Have faith in our babka overlords!

Jay's avatar

New Missouri poll:

Amendment 3, which would ban abortion, leads 47-40. This is likely because of the "ballot candy" language to ban "transgender minors from receiving puberty blockers, cross-sex hormones or gender transition surgeries," which is already illegal in Missouri.

Voters oppose the new gerrymander 41-44.

Voters support sales tax over income tax 52-29. Missouri republicans want to ask voters in the fall to eliminate income tax and replace it with a sales tax hike on whatever Missouri politicians decide to tax. When asked about specific types of sales taxes, however, voters disapproved. They oppose a tax on home sales 34-53, a tax on car repair services 29-60, streaming services 43-44, and gas and diesel 34-55.

https://www.slu.edu/research/research-institute/big-ideas/slu-poll/previous-poll-results/february-2026-results.php

MPC's avatar

Can anyone explain why Abbott is campaigning against Talarico instead of attacking the actual candidate he's facing in the governor's race?

Because if Talarico wins, he's likely bringing Hinojosa over the line with him too.

Julius Zinn's avatar

Abbott thinks he's in a stronger position than Cornyn or Paxton, I guess

MPC's avatar

It's idiotic, that's what it is.

dragonfire5004's avatar

Democrats recruited more candidates to run in Iowa than Republicans did.

https://x.com/Taniel/status/2033677455752384685

Iowa's deadline passed.
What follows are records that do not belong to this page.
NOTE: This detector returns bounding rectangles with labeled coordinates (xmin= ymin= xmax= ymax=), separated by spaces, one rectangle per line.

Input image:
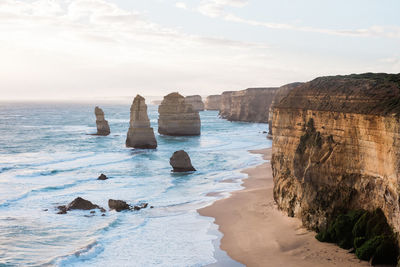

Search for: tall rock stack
xmin=204 ymin=95 xmax=221 ymax=110
xmin=126 ymin=95 xmax=157 ymax=149
xmin=94 ymin=107 xmax=111 ymax=136
xmin=185 ymin=95 xmax=204 ymax=111
xmin=158 ymin=93 xmax=201 ymax=136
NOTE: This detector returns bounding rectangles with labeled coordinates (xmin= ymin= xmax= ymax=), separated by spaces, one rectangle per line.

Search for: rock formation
xmin=185 ymin=95 xmax=204 ymax=111
xmin=268 ymin=83 xmax=303 ymax=138
xmin=169 ymin=150 xmax=196 ymax=172
xmin=126 ymin=95 xmax=157 ymax=149
xmin=94 ymin=107 xmax=110 ymax=136
xmin=158 ymin=93 xmax=201 ymax=136
xmin=220 ymin=87 xmax=278 ymax=122
xmin=271 ymin=73 xmax=400 ymax=237
xmin=204 ymin=95 xmax=221 ymax=110
xmin=58 ymin=197 xmax=105 ymax=214
xmin=108 ymin=199 xmax=130 ymax=212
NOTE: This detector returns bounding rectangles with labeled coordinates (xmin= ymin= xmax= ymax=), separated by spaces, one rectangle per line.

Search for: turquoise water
xmin=0 ymin=103 xmax=271 ymax=266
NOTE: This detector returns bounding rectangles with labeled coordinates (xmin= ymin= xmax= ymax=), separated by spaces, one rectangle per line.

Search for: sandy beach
xmin=199 ymin=148 xmax=369 ymax=267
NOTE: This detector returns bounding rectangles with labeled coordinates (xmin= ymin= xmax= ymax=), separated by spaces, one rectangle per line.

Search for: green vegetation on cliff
xmin=315 ymin=209 xmax=399 ymax=264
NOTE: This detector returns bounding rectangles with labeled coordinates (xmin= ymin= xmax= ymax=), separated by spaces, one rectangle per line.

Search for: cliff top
xmin=275 ymin=73 xmax=400 ymax=115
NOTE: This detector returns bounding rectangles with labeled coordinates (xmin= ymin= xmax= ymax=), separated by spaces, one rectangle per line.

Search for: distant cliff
xmin=204 ymin=95 xmax=221 ymax=110
xmin=220 ymin=87 xmax=278 ymax=122
xmin=271 ymin=73 xmax=400 ymax=232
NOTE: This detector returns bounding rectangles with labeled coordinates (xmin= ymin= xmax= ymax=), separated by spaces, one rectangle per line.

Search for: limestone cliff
xmin=94 ymin=107 xmax=111 ymax=136
xmin=204 ymin=95 xmax=221 ymax=110
xmin=268 ymin=83 xmax=303 ymax=138
xmin=126 ymin=95 xmax=157 ymax=149
xmin=158 ymin=93 xmax=201 ymax=136
xmin=220 ymin=87 xmax=278 ymax=122
xmin=271 ymin=73 xmax=400 ymax=237
xmin=185 ymin=95 xmax=204 ymax=111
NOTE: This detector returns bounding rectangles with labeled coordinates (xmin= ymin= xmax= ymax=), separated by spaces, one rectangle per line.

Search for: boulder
xmin=97 ymin=174 xmax=108 ymax=180
xmin=169 ymin=150 xmax=196 ymax=172
xmin=94 ymin=107 xmax=110 ymax=136
xmin=126 ymin=95 xmax=157 ymax=149
xmin=185 ymin=95 xmax=204 ymax=111
xmin=108 ymin=199 xmax=131 ymax=212
xmin=158 ymin=93 xmax=201 ymax=136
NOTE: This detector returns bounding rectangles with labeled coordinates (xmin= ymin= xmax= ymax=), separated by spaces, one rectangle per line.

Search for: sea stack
xmin=126 ymin=95 xmax=157 ymax=149
xmin=169 ymin=150 xmax=196 ymax=172
xmin=158 ymin=93 xmax=201 ymax=136
xmin=204 ymin=95 xmax=221 ymax=110
xmin=185 ymin=95 xmax=204 ymax=111
xmin=94 ymin=107 xmax=110 ymax=136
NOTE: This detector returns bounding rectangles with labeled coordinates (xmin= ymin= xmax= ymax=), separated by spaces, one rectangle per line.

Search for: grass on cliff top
xmin=315 ymin=209 xmax=399 ymax=265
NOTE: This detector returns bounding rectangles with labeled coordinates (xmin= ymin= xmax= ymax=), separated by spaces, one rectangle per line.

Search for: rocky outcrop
xmin=185 ymin=95 xmax=204 ymax=111
xmin=204 ymin=95 xmax=222 ymax=110
xmin=268 ymin=83 xmax=303 ymax=138
xmin=108 ymin=199 xmax=131 ymax=212
xmin=94 ymin=107 xmax=111 ymax=136
xmin=169 ymin=150 xmax=196 ymax=172
xmin=271 ymin=73 xmax=400 ymax=237
xmin=126 ymin=95 xmax=157 ymax=149
xmin=158 ymin=93 xmax=201 ymax=136
xmin=220 ymin=87 xmax=278 ymax=122
xmin=58 ymin=197 xmax=105 ymax=214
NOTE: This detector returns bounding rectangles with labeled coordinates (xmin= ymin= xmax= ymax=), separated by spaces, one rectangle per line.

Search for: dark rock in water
xmin=57 ymin=197 xmax=105 ymax=214
xmin=97 ymin=174 xmax=108 ymax=180
xmin=169 ymin=150 xmax=196 ymax=172
xmin=94 ymin=107 xmax=111 ymax=136
xmin=108 ymin=199 xmax=131 ymax=212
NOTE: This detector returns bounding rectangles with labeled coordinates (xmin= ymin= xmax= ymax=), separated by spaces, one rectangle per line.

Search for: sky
xmin=0 ymin=0 xmax=400 ymax=100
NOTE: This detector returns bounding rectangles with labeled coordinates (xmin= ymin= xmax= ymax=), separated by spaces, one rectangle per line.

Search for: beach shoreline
xmin=198 ymin=148 xmax=369 ymax=267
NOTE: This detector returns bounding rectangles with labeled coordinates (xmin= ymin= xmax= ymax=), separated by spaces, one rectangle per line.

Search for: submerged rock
xmin=97 ymin=174 xmax=108 ymax=180
xmin=57 ymin=197 xmax=105 ymax=214
xmin=126 ymin=95 xmax=157 ymax=149
xmin=185 ymin=95 xmax=204 ymax=111
xmin=108 ymin=199 xmax=131 ymax=212
xmin=158 ymin=93 xmax=201 ymax=136
xmin=169 ymin=150 xmax=196 ymax=172
xmin=94 ymin=107 xmax=111 ymax=136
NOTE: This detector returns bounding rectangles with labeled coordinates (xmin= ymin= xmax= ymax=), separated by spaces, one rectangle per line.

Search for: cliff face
xmin=158 ymin=93 xmax=201 ymax=136
xmin=204 ymin=95 xmax=221 ymax=110
xmin=271 ymin=74 xmax=400 ymax=232
xmin=185 ymin=95 xmax=204 ymax=111
xmin=220 ymin=87 xmax=278 ymax=122
xmin=268 ymin=83 xmax=303 ymax=138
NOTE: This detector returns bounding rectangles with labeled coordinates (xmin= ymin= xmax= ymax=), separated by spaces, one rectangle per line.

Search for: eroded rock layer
xmin=185 ymin=95 xmax=204 ymax=111
xmin=126 ymin=95 xmax=157 ymax=149
xmin=220 ymin=87 xmax=278 ymax=122
xmin=271 ymin=73 xmax=400 ymax=232
xmin=94 ymin=107 xmax=110 ymax=136
xmin=204 ymin=95 xmax=221 ymax=110
xmin=158 ymin=93 xmax=201 ymax=136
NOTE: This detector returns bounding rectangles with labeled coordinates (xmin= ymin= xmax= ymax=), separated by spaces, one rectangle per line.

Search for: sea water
xmin=0 ymin=103 xmax=271 ymax=266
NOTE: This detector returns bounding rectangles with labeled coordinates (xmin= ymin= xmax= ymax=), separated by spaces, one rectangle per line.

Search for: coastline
xmin=198 ymin=148 xmax=369 ymax=267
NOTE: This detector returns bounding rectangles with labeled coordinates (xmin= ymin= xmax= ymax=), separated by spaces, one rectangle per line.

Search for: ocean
xmin=0 ymin=103 xmax=271 ymax=266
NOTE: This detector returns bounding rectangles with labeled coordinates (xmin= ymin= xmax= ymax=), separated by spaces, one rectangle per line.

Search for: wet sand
xmin=199 ymin=148 xmax=369 ymax=267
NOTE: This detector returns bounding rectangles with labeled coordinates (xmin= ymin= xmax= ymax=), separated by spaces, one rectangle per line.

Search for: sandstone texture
xmin=268 ymin=83 xmax=303 ymax=138
xmin=169 ymin=150 xmax=196 ymax=172
xmin=185 ymin=95 xmax=204 ymax=111
xmin=158 ymin=93 xmax=201 ymax=136
xmin=271 ymin=73 xmax=400 ymax=237
xmin=126 ymin=95 xmax=157 ymax=149
xmin=220 ymin=87 xmax=278 ymax=122
xmin=204 ymin=95 xmax=221 ymax=110
xmin=94 ymin=107 xmax=111 ymax=136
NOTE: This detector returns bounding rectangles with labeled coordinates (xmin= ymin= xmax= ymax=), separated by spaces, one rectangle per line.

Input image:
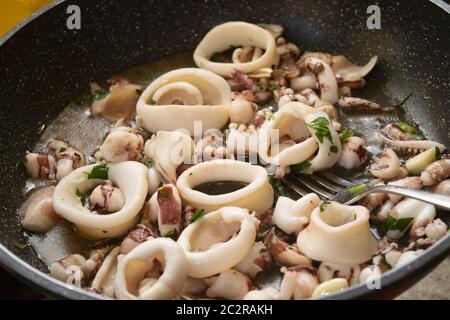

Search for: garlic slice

Both parties have candidates in all congressional races, & all statewide races.

—For state House:

Dem candidates in 84 of 100 races

GOP candidates in 76 of 100 races

—For state Senate:

Dem candidates in 20 of 25 races

GOP candidates in 19 of 25 races

MPC's avatar

I did watch Joe Trippi talk on a podcast with Laura Belin about the Iowa races and how Congressional districts 1 and 3 could flip. Belin seemed less bullish about the open Senate seat flipping though.